Heavily armed men dressed in civilian clothes arrived in four vehicles and took him away by force.
We demand his immediate release.
Le fils de l’opposant, Ramon Guanipa, a indiqué pour sa part que son père avait été kidnappé « par environ dix personnes non identifiées ». Le parti de Juan Pablo Guanipa, Primero Justicia, a dénoncé un enlèvement de son dirigeant « par les forces répressives de la dictature ».
Une arrestation de Juan Pablo Guanipa
Un peu plus tard, ce dimanche, le parquet a annoncé l’arrestation de cet opposant, estimant qu’il avait enfreint les conditions posées à sa libération. Quelques heures plus tôt, cet ancien vice-président du Parlement, âgé de 61 ans, avait été libéré de prison, à l’avant-veille du vote annoncé d’une loi d’amnistie historique au Venezuela. « Caché pendant dix mois, détenu ici pendant presque neuf mois » à Caracas, avait-il commenté dans une vidéo sur X en exhibant ce qui semblait être son ordre de remise en liberté.
La dernière apparition publique de l’opposant avant cette vidéo remontait au 9 janvier 2025, lorsqu’il avait accompagné María Corina Machado à un rassemblement de contestataires rejetant l’investiture de Nicolas Maduro pour un troisième mandat consécutif. Arrêté en mai 2025 sur des accusations de complot électoral, il avait par la suite été inculpé de terrorisme, blanchiment d’argent et d’incitation à la violence et à la haine.
Voir aussi : VIDÉO. Torturé « par des vampires » et accusé d’espionnage : un Français raconte l’enfer des prisons au Venezuela
Deux autres opposants relâchés
Freddy Superlano, un dirigeant de l’opposition vénézuélienne connu pour avoir remporté le poste de gouverneur de l’État de Barinas, la terre natale de l’ancien président Hugo Chávez, et Perkins Rocha, conseiller juridique de María Corina Machado, ont également été relâchés par les autorités dimanche.
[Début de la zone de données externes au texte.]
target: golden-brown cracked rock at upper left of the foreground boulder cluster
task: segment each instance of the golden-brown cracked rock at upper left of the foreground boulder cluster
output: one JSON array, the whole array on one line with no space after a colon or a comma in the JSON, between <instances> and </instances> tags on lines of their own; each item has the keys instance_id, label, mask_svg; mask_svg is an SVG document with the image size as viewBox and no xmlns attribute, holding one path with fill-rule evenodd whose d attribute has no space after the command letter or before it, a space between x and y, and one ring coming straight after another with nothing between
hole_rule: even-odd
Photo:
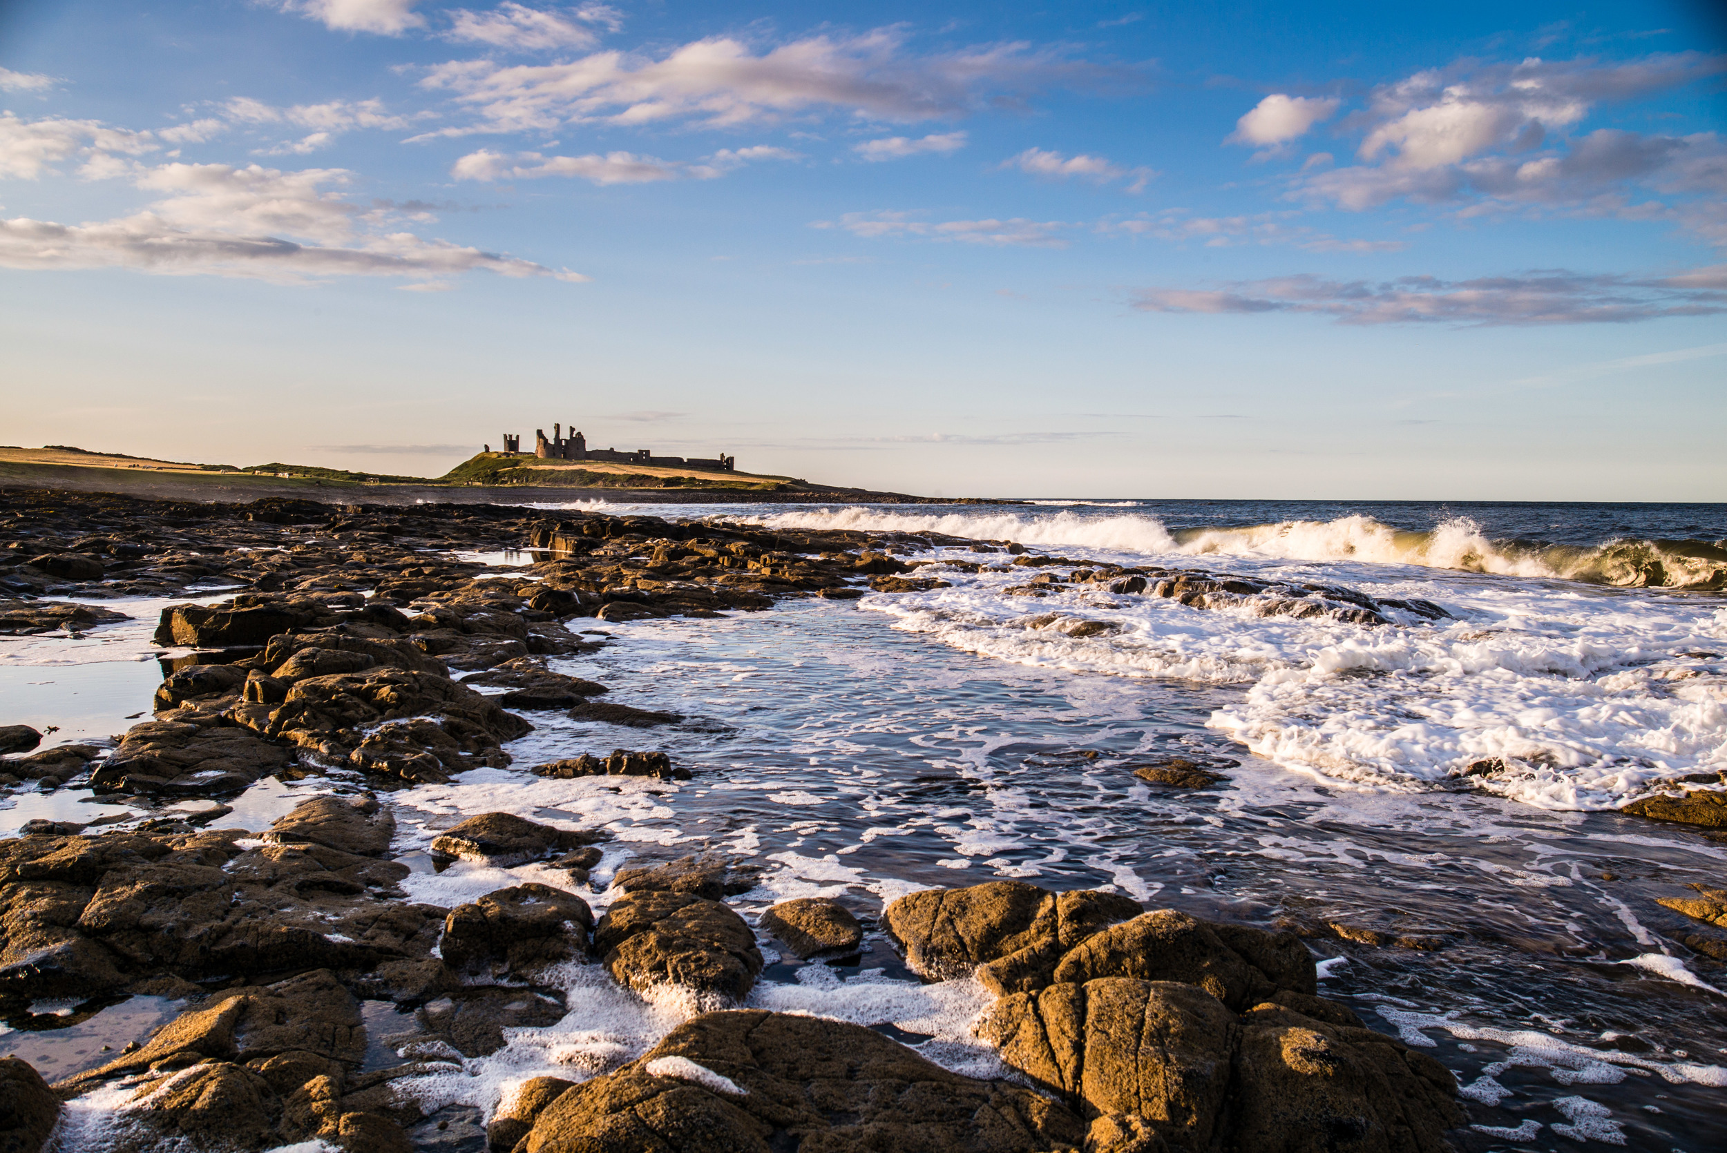
<instances>
[{"instance_id":1,"label":"golden-brown cracked rock at upper left of the foreground boulder cluster","mask_svg":"<svg viewBox=\"0 0 1727 1153\"><path fill-rule=\"evenodd\" d=\"M926 977L969 975L996 992L1034 989L1053 979L1064 953L1105 925L1138 915L1119 894L1053 894L1022 880L965 889L926 889L888 906L882 923Z\"/></svg>"}]
</instances>

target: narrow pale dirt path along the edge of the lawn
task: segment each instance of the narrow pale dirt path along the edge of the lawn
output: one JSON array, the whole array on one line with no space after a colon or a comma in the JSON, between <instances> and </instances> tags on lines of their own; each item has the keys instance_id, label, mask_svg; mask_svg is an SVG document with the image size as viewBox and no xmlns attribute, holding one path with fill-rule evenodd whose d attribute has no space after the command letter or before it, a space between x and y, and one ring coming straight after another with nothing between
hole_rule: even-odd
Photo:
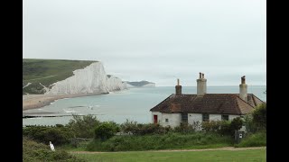
<instances>
[{"instance_id":1,"label":"narrow pale dirt path along the edge of the lawn","mask_svg":"<svg viewBox=\"0 0 289 162\"><path fill-rule=\"evenodd\" d=\"M234 147L225 147L225 148L204 148L204 149L161 149L161 150L145 150L145 151L117 151L117 152L98 152L98 151L70 151L74 154L101 154L101 153L126 153L126 152L182 152L182 151L208 151L208 150L247 150L247 149L262 149L266 147L252 147L252 148L234 148Z\"/></svg>"}]
</instances>

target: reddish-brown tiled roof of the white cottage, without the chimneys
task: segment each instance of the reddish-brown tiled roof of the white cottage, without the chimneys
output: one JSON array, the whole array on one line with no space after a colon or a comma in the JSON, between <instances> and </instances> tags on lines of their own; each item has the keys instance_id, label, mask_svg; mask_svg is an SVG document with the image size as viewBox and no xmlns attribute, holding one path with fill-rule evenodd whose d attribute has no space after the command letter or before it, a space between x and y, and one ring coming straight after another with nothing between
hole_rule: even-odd
<instances>
[{"instance_id":1,"label":"reddish-brown tiled roof of the white cottage, without the chimneys","mask_svg":"<svg viewBox=\"0 0 289 162\"><path fill-rule=\"evenodd\" d=\"M264 103L254 94L248 94L248 103L238 97L238 94L171 94L162 103L157 104L152 112L191 112L216 114L247 114L254 107Z\"/></svg>"}]
</instances>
Freddy Superlano, 49 ans, et Perkins Rocha, 63 ans, avaient été arrêtés il y a un an et demi, après la réélection contestée du président Nicolas Maduro le 28 juillet 2024.
Le 8 janvier, le gouvernement intérimaire vénézuélien a promis, sous la pression des États-Unis, un processus de libération d’un « nombre significatif » de prisonniers, un peu plus d’un mois après la capture de Nicolas Maduro lors d’une spectaculaire opération américaine à Caracas. Depuis, des familles et des ONG dénoncent le fait que cela se fasse au compte-goutte.
De nouvelles libérations
L’ONG Foro Penal a recensé au moins 35 nouvelles libérations ce dimanche. Selon elle, près de 400 personnes détenues pour des raisons politiques ont été remises en liberté depuis le 8 janvier.
Vendredi, le chef du Parlement, Jorge Rodriguez, a promis que la loi d’amnistie sera adoptée définitivement mardi et que les prisonniers politiques « seront tous dehors » d’ici le 13 février. « Nous allons réparer toutes les erreurs qui ont pu être commises », avait assuré Jorge Rodriguez, qui est le frère de la présidente par intérim Delcy Rodriguez.